À compter de la prochaine rentrée, les étudiants québécois pourront se tenir à moins d'un mètre les uns des autres dans les salles de classe et se rapprocher à leur gré dans les espaces communs.

La rentrée au cégep et à l’université se fera sans distanciation physique, selon ce que prévoit le plan présenté en conférence de presse, lundi après-midi, à Montréal, par la ministre de l'Enseignement supérieur, Danielle McCann, et le directeur national de santé publique, Horacio Arruda.

Le gouvernement Legault pose une condition, cependant : que 75 % des Québécois âgés de 16 à 29 ans aient reçu leurs deux doses de vaccin anti-COVID-19 d'ici là.

Jusqu'à présent, seulement 42 % de ce groupe d'âge a reçu une première dose. Il faudrait donc que les jeunes se fassent vacciner le plus rapidement possible, a plaidé la ministre lundi.

Cela étant dit, Mme McCann s'est montrée optimiste par rapport à l'objectif de vaccination que s'est fixé son gouvernement.

Il y a maintenant une réelle possibilité que la rentrée se fasse en présence sur les campus collégiaux et universitaires du Québec.

Une citation de :Danielle McCann, ministre de l'Enseignement supérieur du Québec

Le plan présenté par le premier ministre Legault il y a deux semaines prévoyait déjà le retour en classe et la fin de l'enseignement à distance au cégep et à l'université à l'automne. La ministre McCann et le Dr Arruda ont toutefois donné plus de précisions lundi.

Les établissements d'enseignement supérieur devront par exemple préparer un plan de repli dans l'éventualité où la situation sanitaire exigerait de rétablir des contraintes sanitaires plus strictes.

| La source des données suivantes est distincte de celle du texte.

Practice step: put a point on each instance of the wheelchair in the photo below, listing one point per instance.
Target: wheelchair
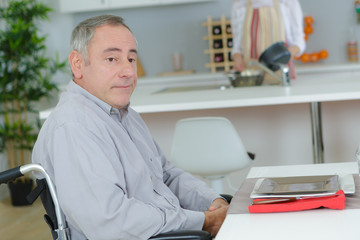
(56, 220)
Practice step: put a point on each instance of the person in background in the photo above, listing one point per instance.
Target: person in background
(112, 179)
(257, 24)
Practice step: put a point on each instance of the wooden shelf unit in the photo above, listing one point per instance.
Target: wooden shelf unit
(220, 57)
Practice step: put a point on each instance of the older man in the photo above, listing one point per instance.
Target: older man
(112, 179)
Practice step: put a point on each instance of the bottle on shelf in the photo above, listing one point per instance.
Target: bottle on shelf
(352, 46)
(217, 30)
(218, 44)
(219, 57)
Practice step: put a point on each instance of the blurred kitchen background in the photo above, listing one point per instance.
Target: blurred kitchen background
(278, 134)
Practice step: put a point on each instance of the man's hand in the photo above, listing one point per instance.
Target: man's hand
(214, 219)
(218, 203)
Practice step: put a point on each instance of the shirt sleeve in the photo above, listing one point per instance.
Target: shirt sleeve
(192, 193)
(238, 12)
(93, 200)
(293, 21)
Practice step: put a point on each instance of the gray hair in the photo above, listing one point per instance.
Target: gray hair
(84, 32)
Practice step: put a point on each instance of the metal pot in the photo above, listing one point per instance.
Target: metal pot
(275, 55)
(248, 77)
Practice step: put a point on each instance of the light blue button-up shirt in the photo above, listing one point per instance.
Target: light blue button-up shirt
(112, 180)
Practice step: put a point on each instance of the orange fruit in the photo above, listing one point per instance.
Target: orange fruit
(314, 57)
(308, 29)
(305, 58)
(297, 57)
(308, 20)
(323, 54)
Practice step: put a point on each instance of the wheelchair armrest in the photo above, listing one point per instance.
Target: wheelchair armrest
(183, 235)
(187, 234)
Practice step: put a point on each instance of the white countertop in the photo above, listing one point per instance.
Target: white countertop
(317, 84)
(311, 224)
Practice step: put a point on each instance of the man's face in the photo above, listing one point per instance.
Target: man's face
(110, 73)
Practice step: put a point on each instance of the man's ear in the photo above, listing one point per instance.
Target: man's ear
(76, 63)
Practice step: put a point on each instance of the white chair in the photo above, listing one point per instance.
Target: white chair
(209, 147)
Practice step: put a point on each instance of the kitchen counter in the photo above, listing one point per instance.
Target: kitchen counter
(315, 83)
(318, 85)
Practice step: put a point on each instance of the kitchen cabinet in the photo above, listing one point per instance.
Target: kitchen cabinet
(71, 6)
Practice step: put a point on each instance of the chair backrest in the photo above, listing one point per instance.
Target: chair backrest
(208, 146)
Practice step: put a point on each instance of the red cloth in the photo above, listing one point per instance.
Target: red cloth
(336, 201)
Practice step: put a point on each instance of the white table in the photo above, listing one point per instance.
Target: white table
(331, 83)
(311, 224)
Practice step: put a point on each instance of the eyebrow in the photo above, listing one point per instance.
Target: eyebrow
(118, 50)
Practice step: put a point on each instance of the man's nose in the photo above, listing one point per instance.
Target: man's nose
(127, 69)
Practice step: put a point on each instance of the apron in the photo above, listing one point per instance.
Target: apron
(262, 27)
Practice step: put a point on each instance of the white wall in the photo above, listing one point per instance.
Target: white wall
(163, 30)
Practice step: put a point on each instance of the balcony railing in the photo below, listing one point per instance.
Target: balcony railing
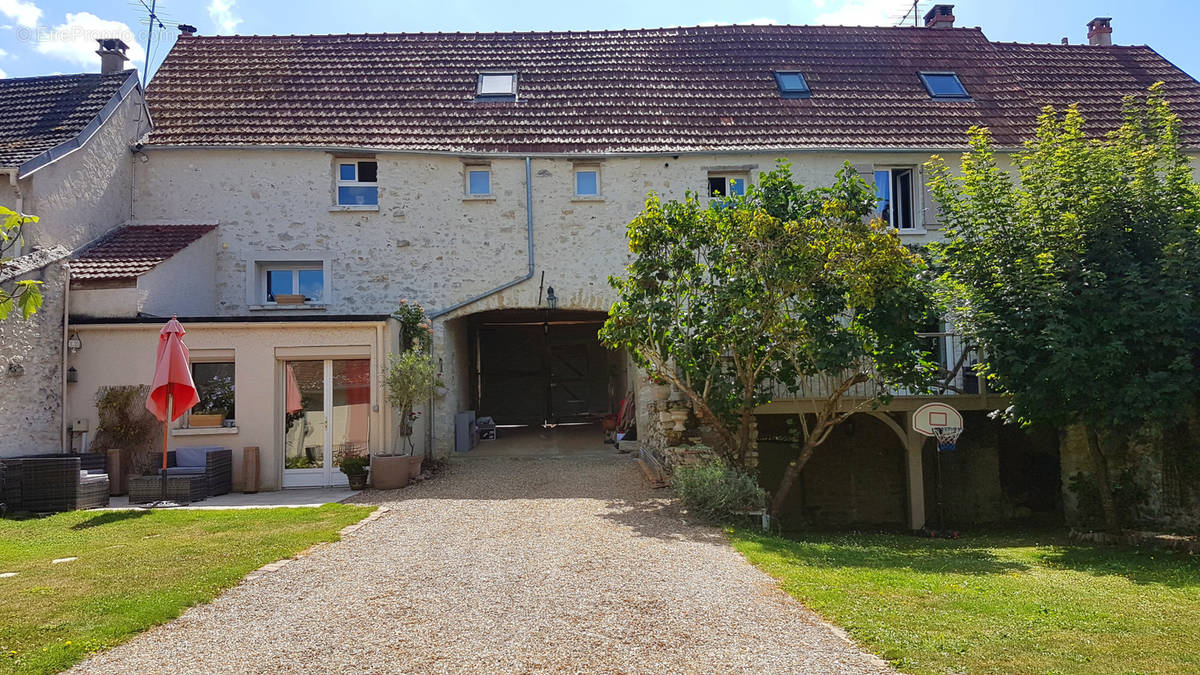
(954, 354)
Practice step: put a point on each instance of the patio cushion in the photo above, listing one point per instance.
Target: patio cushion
(191, 457)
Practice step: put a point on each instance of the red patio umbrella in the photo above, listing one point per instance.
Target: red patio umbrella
(172, 393)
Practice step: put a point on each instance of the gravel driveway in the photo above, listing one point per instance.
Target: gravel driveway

Ce plan devra notamment prévoir le retour à une distanciation physique entre les étudiants, qui serait alors de 1 mètre en classe et dans les aires communes.

Des mesures supplémentaires comme le port du masque pourraient aussi être imposées en fonction de la situation épidémiologique en vigueur à la rentrée, a prévenu Danielle McCann.

La ministre en conférence de presse.

La ministre de l'Enseignement supérieur, Danielle McCann, est optimiste en vue de la rentrée.

Photo : Radio-Canada / Ivanoh Demers

La ministre a aussi promis des aménagements pour les étudiants immunosupprimés qui se sentiraient à risque dans un milieu bondé, sans toutefois préciser si un enseignement à distance ou hybride leur serait proposé.

D'ailleurs, il n'est pas impossible que certains établissements décident, malgré l'annonce de la ministre, de continuer à offrir des cours à distance.

L'Université de Montréal, par exemple, a fait savoir lundi aux membres du personnel et à la communauté étudiante que, même si la plupart des cours qui étaient prévus en mode hybride ou à distance basculeront vers le mode présentiel, cette forme d'enseignement sera très certainement de retour à l'automne.

Les derniers mois ont démontré, sur le plan pédagogique, que certains cours ou parties de cours se prêtent mieux à une forme ou l’autre d’enseignement à distance et que la formule pourrait être avantageuse pour certains secteurs, notamment l'éducation permanente, selon le recteur Daniel Jutras.

Pas de bals de finissants encore cette année

Le Dr Arruda en conférence de presse.

Les élèves de secondaire 5 ne pourront pas organiser de bal de finissants, a confirmé le Dr Horacio Arruda, directeur national de santé publique.

Photo : Radio-Canada / Ivanoh Demers

Par ailleurs, le Dr Arruda a reconnu lundi que la situation était pénible pour les élèves de cinquième secondaire qui, pour une deuxième année d'affilée, ne pourront pas tenir de bals de finissants.

Il s'agit, selon lui, d'une question d'équité envers le reste de la population, qui n'a pas le droit non plus de se réunir en grand nombre à l'intérieur.

On a considéré qu'il était plus sage de ne pas le faire cette année et d'avoir, par contre, d'autres types d'activités où on peut reconnaître la réussite éducative des jeunes, a expliqué le Dr Arruda.

La santé publique permettra à cet effet que des célébrations de remise de diplômes soient organisées, mais en respectant les bulles-classes et en excluant les parents.